In an interview with CBC News, Fatah said that he was aware his columns were being republished in the New Delhi Times, a newspaper linked to a group with ties to a huge international network of fake news websites.

Fatah was also listed as the executive director of an NGO called Baluchistan (sic) House, described as a think-tank focusing on the Balochistan province of Pakistan. The region has seen ongoing insurgencies against the Pakistani government by Baloch groups seeking independence.

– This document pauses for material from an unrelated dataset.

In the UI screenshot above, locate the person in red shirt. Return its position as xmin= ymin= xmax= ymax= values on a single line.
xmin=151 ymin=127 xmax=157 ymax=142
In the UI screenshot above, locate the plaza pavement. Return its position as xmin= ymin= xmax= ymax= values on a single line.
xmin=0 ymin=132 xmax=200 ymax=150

The now-defunct Baluchistan House website was registered by Ankit Srivastava, as were other sites seemingly built for Fatah, such as whatthefatah.com and whatthefatah.net, which never published any content.

According to Fatah, the What the Fatah project is a proposed video series featuring him that he's working on with Srivastava, while the Baluchistan House website registration may have come from an exiled Baloch leader living in London.

"I was merely involved and it never really took off, the Baluchistan House forum," he said.

Fatah's Baluchistan House organized a panel in 2017 in Geneva, where he appeared alongside Polish MEP Ryszard Czarnecki  to discuss Balochistan's economic situation. Czarnecki, a conservative politician critical of Pakistan and supportive of India, was amongst the MEPs who visited Kashmir in October. 

Fatah said he was not involved with the visit and did not help facilitate it. He also said that while he had met Czarnecki a few times in UN meetings, he didn't speak or meet with Czarnecki outside of that.

Fatah said he was not aware that Srivastava was running a network of fake news sites.

"Why would he do that?" said Fatah, adding it must be "some ridiculous Indian bureaucrat's idea of propaganda." 

Concordia's Schofield said the network's promotion of Baloch interests clearly marks it as serving the Indian government's interests. He says that India has been supporting Balochistan independence as a way to put pressure on Pakistan.

"This is definitely political. It's basically an open secret that the Indians have been helping the Baloch," he said. "If [Ankit Srivastava] is doing this type of thing, that's what you'd call a siren alert," that he's in line with the government's policies.

Fatah said he wasn't worried about his columns being used to promote pro-India views. 

"Oh, I am unashamedly pro-India. If somebody uses my writing to be pro-India, hallelujah. India is the only place that will save this universe. You can quote me on that," he said.